PIPING AWAY THE PROFITS: Russian Prime Minister Mikhail Kasyanov on July 14 signed a government resolution on financing the Baltic Pipeline System project, Deputy Prime Minister Viktor Khristenko said. The project, intended to be completed before the end of 2001, will give Russia a new export route capable of shipping 12 million tons a year to a terminal in Primorsk on the Baltic Sea coast north of St. Petersburg. BPS might diminish the role of Estonian, Latvian and Lithuanian ports for Russian oil exports when implemented. BPS will cost an estimated $460 million. Capacity of the system will be boosted to 30 million tons a year in 2002-2003, Khristenko said.
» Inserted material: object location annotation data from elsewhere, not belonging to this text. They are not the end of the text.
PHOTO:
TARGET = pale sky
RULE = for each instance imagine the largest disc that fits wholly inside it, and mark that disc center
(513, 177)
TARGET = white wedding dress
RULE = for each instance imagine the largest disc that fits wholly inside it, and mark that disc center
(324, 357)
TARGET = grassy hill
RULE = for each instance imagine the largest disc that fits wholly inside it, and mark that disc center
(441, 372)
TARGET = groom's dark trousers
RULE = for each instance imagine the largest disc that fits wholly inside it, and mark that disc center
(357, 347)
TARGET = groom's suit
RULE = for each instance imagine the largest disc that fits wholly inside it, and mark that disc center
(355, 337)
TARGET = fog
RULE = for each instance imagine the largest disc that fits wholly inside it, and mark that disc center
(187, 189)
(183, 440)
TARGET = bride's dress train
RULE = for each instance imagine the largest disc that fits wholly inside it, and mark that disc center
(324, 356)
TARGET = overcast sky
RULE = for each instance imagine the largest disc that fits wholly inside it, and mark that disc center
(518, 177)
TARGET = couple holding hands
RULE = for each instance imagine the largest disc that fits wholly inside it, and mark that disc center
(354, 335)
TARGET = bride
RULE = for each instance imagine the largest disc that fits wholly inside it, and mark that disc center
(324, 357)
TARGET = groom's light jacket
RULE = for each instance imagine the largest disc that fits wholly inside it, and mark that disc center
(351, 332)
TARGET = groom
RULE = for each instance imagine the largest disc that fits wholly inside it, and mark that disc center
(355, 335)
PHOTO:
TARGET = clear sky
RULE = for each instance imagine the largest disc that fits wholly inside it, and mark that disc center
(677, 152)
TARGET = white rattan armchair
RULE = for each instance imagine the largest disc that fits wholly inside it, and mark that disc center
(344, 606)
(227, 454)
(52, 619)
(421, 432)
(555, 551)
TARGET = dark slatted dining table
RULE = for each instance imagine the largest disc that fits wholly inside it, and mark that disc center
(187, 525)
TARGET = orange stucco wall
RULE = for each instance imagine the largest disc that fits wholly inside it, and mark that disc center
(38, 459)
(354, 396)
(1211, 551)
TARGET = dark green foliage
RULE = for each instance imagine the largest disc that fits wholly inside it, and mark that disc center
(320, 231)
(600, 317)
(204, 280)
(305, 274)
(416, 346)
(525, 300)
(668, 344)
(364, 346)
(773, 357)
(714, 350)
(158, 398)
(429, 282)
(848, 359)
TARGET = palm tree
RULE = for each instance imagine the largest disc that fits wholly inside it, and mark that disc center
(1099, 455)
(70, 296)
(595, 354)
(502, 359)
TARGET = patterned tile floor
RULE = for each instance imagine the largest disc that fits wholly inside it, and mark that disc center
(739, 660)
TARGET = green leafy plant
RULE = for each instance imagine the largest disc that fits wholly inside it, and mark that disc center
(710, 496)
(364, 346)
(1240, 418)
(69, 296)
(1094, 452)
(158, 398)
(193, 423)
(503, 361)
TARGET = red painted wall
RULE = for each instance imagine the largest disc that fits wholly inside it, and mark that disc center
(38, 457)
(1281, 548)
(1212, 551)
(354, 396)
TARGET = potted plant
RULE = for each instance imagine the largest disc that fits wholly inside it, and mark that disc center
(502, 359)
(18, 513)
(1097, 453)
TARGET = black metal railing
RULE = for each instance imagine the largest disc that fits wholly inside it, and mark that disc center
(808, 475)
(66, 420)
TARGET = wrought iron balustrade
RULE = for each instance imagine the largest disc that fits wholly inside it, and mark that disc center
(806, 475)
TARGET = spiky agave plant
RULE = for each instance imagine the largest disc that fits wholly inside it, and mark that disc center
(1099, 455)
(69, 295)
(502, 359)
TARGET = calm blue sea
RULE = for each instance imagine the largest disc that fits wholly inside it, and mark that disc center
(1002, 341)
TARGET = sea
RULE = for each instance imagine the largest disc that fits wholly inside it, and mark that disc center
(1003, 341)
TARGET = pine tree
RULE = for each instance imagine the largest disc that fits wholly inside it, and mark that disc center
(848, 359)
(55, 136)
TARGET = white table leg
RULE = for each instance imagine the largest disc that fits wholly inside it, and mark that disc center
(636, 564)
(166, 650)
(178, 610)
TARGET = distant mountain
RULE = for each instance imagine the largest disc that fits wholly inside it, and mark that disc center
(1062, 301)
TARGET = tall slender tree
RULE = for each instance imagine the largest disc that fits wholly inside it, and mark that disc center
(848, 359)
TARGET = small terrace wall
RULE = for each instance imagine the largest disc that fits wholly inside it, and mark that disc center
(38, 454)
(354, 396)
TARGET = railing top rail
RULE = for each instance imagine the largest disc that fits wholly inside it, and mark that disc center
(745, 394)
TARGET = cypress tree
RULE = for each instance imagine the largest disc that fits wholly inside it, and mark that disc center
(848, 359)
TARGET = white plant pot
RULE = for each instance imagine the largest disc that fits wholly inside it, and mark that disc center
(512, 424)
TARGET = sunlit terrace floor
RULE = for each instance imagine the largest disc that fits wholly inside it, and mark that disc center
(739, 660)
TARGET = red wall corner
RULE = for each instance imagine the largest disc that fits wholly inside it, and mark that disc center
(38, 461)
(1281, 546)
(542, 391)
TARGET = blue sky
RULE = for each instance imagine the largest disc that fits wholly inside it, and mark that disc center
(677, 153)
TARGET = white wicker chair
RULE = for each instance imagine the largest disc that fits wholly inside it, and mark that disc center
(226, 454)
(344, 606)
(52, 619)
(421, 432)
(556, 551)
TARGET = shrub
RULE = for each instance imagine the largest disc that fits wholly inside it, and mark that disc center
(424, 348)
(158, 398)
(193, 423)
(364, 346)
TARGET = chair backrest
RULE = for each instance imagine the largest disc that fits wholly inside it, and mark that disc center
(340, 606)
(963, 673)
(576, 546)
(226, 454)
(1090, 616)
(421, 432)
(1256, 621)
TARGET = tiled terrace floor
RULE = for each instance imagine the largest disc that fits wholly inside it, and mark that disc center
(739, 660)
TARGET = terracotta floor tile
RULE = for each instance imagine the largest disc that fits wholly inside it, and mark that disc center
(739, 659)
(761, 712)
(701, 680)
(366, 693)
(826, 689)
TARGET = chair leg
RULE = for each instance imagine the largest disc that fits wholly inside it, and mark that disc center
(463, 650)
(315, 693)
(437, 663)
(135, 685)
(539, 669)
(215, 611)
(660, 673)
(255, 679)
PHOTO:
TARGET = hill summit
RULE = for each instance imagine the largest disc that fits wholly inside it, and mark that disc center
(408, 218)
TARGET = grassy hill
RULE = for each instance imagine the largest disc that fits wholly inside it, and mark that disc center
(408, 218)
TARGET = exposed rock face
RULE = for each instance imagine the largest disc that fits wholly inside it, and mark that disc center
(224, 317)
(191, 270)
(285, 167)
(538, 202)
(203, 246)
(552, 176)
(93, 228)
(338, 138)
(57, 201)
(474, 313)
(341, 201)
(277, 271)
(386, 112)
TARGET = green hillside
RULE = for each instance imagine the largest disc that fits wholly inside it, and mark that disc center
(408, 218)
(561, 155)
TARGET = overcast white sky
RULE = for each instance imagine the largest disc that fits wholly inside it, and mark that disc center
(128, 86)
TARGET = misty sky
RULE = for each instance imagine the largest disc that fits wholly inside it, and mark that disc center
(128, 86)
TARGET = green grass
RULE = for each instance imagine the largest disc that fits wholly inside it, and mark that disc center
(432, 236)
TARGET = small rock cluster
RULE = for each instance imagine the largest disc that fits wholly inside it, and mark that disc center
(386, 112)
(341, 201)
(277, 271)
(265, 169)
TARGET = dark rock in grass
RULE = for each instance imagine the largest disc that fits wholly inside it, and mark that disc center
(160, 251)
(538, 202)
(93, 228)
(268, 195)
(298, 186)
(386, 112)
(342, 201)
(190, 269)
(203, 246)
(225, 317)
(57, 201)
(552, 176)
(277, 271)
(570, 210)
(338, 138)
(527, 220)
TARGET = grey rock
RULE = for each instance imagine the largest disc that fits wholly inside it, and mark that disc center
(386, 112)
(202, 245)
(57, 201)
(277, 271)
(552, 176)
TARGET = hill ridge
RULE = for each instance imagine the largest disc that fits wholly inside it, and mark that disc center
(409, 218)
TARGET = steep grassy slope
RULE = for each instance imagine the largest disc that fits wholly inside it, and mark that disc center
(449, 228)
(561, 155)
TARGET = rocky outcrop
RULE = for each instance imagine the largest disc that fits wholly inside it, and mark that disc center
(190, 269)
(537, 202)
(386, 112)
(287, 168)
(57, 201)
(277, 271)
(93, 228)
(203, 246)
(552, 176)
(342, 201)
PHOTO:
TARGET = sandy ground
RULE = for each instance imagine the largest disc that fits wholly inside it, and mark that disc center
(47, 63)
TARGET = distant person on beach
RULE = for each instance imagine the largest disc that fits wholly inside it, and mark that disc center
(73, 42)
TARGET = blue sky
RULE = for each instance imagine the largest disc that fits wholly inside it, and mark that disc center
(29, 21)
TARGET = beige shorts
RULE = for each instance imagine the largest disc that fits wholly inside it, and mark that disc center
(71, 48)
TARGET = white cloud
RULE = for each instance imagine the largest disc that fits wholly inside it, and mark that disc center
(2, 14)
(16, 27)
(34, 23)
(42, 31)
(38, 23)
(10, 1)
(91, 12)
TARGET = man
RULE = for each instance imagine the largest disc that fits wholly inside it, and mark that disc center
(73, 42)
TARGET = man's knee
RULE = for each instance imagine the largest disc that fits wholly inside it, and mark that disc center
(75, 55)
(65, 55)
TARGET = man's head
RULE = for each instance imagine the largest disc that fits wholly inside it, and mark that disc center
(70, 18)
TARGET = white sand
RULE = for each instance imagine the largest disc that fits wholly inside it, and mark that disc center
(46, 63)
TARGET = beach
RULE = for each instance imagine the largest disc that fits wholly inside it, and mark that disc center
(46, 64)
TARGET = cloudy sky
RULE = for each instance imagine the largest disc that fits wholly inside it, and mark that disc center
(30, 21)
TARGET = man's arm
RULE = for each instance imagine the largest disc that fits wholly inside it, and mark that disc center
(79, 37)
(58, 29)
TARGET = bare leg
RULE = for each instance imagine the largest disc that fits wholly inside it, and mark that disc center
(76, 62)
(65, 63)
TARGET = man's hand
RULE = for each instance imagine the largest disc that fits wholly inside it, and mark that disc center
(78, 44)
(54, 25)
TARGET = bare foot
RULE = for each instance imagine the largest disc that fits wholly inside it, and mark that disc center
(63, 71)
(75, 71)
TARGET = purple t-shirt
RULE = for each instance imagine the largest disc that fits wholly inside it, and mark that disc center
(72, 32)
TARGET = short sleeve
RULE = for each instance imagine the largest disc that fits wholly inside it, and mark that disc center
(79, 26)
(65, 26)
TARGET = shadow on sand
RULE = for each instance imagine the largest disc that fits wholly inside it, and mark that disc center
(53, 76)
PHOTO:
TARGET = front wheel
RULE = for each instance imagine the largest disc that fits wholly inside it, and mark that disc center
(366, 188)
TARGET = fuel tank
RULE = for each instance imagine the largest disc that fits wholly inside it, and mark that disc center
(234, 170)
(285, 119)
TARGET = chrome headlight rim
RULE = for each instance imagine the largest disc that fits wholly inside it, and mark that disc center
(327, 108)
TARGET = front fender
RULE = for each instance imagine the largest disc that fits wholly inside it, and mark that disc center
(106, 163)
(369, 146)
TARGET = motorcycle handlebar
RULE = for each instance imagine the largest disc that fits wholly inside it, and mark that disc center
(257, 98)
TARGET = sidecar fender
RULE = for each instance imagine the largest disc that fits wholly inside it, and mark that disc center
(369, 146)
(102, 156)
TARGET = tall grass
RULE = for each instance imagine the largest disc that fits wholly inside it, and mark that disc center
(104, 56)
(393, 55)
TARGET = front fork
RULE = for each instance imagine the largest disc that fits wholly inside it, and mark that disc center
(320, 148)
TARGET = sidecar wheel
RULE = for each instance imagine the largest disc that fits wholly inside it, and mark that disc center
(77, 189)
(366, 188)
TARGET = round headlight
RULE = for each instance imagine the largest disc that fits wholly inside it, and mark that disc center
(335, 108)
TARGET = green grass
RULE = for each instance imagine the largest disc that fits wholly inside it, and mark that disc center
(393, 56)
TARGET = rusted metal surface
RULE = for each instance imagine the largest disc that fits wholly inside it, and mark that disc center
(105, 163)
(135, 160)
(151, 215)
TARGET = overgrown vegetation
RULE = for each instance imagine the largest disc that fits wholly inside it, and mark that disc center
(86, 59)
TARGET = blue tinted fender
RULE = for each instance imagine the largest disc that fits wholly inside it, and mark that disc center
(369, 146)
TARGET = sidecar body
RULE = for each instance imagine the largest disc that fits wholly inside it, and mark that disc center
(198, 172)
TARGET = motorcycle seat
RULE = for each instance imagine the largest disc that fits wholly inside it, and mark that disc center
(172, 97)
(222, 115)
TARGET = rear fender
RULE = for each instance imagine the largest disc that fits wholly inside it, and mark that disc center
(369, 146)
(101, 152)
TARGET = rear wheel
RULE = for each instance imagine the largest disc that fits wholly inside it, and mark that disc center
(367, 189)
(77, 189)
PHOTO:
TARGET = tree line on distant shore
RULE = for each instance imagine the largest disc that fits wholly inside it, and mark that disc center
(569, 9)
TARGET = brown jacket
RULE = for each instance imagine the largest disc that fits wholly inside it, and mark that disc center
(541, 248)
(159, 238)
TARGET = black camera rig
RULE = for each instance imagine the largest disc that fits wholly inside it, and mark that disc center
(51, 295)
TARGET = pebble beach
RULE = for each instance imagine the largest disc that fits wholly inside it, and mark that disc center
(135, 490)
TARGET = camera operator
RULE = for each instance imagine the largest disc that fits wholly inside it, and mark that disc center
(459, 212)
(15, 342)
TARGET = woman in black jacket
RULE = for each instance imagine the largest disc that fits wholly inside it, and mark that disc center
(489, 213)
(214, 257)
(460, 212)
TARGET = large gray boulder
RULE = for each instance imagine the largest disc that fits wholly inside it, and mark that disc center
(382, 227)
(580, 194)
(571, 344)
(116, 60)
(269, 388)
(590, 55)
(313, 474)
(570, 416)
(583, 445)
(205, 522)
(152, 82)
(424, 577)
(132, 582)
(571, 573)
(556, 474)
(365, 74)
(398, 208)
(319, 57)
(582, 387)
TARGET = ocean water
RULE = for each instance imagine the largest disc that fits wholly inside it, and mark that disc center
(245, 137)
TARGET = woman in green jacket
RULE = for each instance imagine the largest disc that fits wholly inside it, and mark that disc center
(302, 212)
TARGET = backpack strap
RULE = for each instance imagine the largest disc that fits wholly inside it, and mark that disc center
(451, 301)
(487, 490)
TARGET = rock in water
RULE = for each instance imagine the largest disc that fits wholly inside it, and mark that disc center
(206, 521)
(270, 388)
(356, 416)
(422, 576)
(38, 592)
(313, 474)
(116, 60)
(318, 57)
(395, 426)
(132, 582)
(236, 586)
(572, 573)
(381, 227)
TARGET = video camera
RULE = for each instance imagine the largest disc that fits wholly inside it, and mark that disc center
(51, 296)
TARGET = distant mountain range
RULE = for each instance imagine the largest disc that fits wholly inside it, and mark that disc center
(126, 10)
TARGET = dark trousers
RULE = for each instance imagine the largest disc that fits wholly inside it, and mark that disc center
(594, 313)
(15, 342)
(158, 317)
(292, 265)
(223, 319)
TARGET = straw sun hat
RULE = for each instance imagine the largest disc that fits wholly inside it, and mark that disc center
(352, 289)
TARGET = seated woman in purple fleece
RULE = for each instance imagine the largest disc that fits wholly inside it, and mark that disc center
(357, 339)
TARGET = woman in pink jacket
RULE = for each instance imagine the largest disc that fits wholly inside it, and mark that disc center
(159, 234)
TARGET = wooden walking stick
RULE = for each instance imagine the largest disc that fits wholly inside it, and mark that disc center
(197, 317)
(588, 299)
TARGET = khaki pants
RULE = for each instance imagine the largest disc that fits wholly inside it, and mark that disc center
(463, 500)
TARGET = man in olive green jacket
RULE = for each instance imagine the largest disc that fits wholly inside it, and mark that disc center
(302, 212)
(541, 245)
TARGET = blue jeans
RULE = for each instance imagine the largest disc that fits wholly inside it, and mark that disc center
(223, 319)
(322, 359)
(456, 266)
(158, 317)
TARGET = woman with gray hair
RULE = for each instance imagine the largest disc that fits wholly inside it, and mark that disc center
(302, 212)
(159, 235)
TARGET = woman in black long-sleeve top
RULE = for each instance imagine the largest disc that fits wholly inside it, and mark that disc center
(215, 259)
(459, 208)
LIGHTS OUT TIME: Lietuvos Energija said it can't provide credit to debtors any longer and must take extreme measures. The company, owed 73.8 million litas ($18.45 million) by its clients, announced it will turn off the lights to debtors according to promise. It plans to pull the plug on municipal and national institutions, including some ministerial organizations. Customer debt is 15 percent higher this year than last, when it amounted to 64.2 million litas.

CREDIT RATING: Rating agency Thomson Financial BankWatch presented a credit rating to the regional Lithuanian Ukio Bankas for the first time. Short-term local currency debt rating was LC-3, and senior debt rating BB-. The report by Thomson indicated Ukio Bankas as a small bank based in Kaunas, Lithuania, with assets assessed at $62.9 million. The report said the current senior management of the bank have restructured the bank to help it overcome problems associated with weak lending that it encountered several years ago. The report said Ukio Bankas' performance is now stronger than it was: last year it made 5.53 million litas ($1.4 million) net profit, and its average rate of return on total assets was 2.4 percent.